Marjorie and I at PaperTigers write the Books at Bedtime posts and these posts usually are about books appropriate for reading to children at bed time.  However, I’m facing a bit of a dilemma having a 13 year old son and a 9 year old daughter.  I no longer read to my son at bed time; he reads for himself and lately, his focus has been on comics and graphic novels.  As a result, I’ve been getting hooked on graphic novels myself (although admittedly the fascination for this genre started for me when I was teen and had access to Japanese manga even though I couldn’t always read them very well) so I have decided to start reviewing graphic novels in future posts while still also doing the occasional Books at Bedtime post to cover those titles I read with my daughter.

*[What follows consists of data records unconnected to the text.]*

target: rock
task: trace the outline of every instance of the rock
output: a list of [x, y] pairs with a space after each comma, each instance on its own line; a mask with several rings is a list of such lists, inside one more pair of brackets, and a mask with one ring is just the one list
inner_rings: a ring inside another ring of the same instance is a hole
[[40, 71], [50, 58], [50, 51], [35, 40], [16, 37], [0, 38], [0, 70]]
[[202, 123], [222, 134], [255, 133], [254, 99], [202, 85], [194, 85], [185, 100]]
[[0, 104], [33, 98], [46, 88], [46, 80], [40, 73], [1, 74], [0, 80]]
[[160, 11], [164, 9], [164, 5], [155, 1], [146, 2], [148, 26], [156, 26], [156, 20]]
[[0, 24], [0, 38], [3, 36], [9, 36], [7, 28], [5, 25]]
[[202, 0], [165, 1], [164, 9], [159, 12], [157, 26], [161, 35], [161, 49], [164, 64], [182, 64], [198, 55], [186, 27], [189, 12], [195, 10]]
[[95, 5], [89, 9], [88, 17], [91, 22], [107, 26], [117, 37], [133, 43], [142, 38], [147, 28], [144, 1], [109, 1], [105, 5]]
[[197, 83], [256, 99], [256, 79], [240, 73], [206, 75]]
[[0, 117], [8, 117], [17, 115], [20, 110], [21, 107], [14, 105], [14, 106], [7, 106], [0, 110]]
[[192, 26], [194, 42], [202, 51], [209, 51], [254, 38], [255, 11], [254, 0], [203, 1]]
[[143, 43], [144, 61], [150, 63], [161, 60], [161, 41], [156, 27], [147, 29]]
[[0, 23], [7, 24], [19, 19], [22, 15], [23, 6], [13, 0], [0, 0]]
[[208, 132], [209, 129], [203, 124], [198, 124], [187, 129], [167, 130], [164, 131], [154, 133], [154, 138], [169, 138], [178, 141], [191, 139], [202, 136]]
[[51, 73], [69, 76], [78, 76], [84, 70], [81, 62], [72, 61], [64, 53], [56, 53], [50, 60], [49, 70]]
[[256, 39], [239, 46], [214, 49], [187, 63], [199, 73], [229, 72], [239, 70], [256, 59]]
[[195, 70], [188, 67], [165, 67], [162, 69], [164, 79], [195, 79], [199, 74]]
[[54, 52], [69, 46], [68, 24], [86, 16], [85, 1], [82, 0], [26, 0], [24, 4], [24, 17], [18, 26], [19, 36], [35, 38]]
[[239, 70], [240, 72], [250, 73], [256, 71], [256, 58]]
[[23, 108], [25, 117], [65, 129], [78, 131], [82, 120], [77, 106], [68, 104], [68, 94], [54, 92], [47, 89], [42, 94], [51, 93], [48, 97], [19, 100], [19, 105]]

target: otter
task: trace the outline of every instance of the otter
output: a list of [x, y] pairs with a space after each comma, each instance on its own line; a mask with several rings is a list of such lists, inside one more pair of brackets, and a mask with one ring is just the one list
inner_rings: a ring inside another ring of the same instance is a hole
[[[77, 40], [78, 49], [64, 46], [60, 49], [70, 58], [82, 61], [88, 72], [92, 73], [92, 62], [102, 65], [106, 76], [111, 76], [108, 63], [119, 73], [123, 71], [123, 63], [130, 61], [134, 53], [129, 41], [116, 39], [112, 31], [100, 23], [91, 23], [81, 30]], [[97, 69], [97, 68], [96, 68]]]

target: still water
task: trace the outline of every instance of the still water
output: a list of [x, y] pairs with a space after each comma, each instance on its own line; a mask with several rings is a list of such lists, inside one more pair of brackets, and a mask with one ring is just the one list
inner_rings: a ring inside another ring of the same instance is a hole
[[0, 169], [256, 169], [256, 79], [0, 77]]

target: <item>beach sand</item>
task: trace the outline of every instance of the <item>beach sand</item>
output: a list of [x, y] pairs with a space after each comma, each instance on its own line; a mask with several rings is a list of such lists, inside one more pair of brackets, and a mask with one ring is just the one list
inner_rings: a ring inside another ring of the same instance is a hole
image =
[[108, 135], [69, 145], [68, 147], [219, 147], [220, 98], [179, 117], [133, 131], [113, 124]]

However, as with many things in life, there are cross-overs and overlaps.  While perusing the graphic novel shelf at the library, my daughter found one for herself and brought it over to me.  The Boy, the Bear, The Baron, the Bard by Australian Gregory Rogers (Roaring Book Press, 2004) is a story set in Elizabethan England told entirely in images drawn by Rogers.   You would think a book like this wouldn’t be appropriate for bedtime reading, but quite the contrary!  My daughter, having perused the book, brought it to bed with her and asked if we could narrate the story together, playing the different parts of the characters depicted (which include, needless to say — the Bard Shakespeare, a baron, a bear and a boy.)  This was a totally appropriate way to read this book, considering that it featured the famous playwright himself and the world of theatre.  And we had fun, moreover, doing it!

Do you ever read graphic novels to your children at bedtime?  Tell me if you do; I’d love to hear of your experiences.  As children become more increasingly focused on the visual medium through the use of computers (we’re fast approaching the age of reading off our Kindles and Ipads to our children at night), reading graphic novels to our kids may well be the middle road of compromise!